'Bullet Train' review: Bloated and unfunny action caper goes off the rails
Courtesy of Sony
What feels like the poor man’s Tarantino crossed with the stylistic touches of Guy Ritchie’s worst qualities, David Leitch’s “Bullet Train” is a movie so infatuated with its own twee sense of humor, bloody annihilations, and mindless cameos, seldom does it stop to think if the audience is having fun. Despite leading man Brad Pitt, one of the few movie-stars who can get an original movie with a sizable budget greenlit these days, leaning into the script’s sillier elements and boasting the charm that just won him an Oscar, “Bullet Train” goes nowhere, fast.
Outfitted with a stacked ensemble who probably sucked up a good chunk of the films $90 million budget, leaving scraps for the visual effects departments as evident by the bombastic finale with graphics that resemble pre-2000, “Bullet Train” has the tempo cranked to gonzo and exhaustingly dull levels. Leitch, an original mastermind behind the successful “Deadpool” franchise and, at one point, Pitt’s stunt double, has made a career out of choreographing wild action sequences and helping write the hitman code of ethics (see the “John Wick” universe). His usual flair and attention to detail sizzles out within the first twenty minutes of “Bullet Train” once it becomes apparent, thanks to eye-rolling needle drops, obnoxious title card introductions, and people killing each other for no clear reason, he can’t keep the story on track.

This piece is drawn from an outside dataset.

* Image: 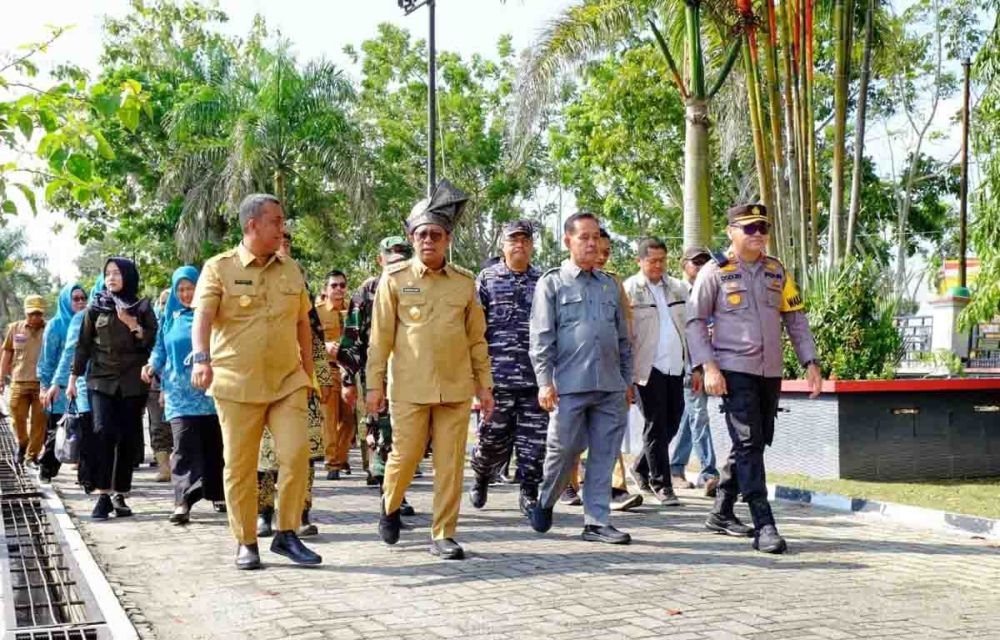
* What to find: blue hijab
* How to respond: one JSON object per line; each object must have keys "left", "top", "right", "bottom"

{"left": 162, "top": 266, "right": 199, "bottom": 334}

Inspired by the bestselling 2010 novel by Japanese author Kotoro Isaka, this lame action-comedy is set aboard a speedy bullet train headed from Tokyo to Kyoto where, like an Agatha Christie novel, a litany of wacky personalities are brought together by fate with their murderous plotting colliding at once. Cue the jump cuts, flashbacks, stabbings, shootings, and venomous snakes in rapid, spit-fire succession which makes you long for the simplicity of “Smokin’ Aces” (words I never expected to say again in my lifetime).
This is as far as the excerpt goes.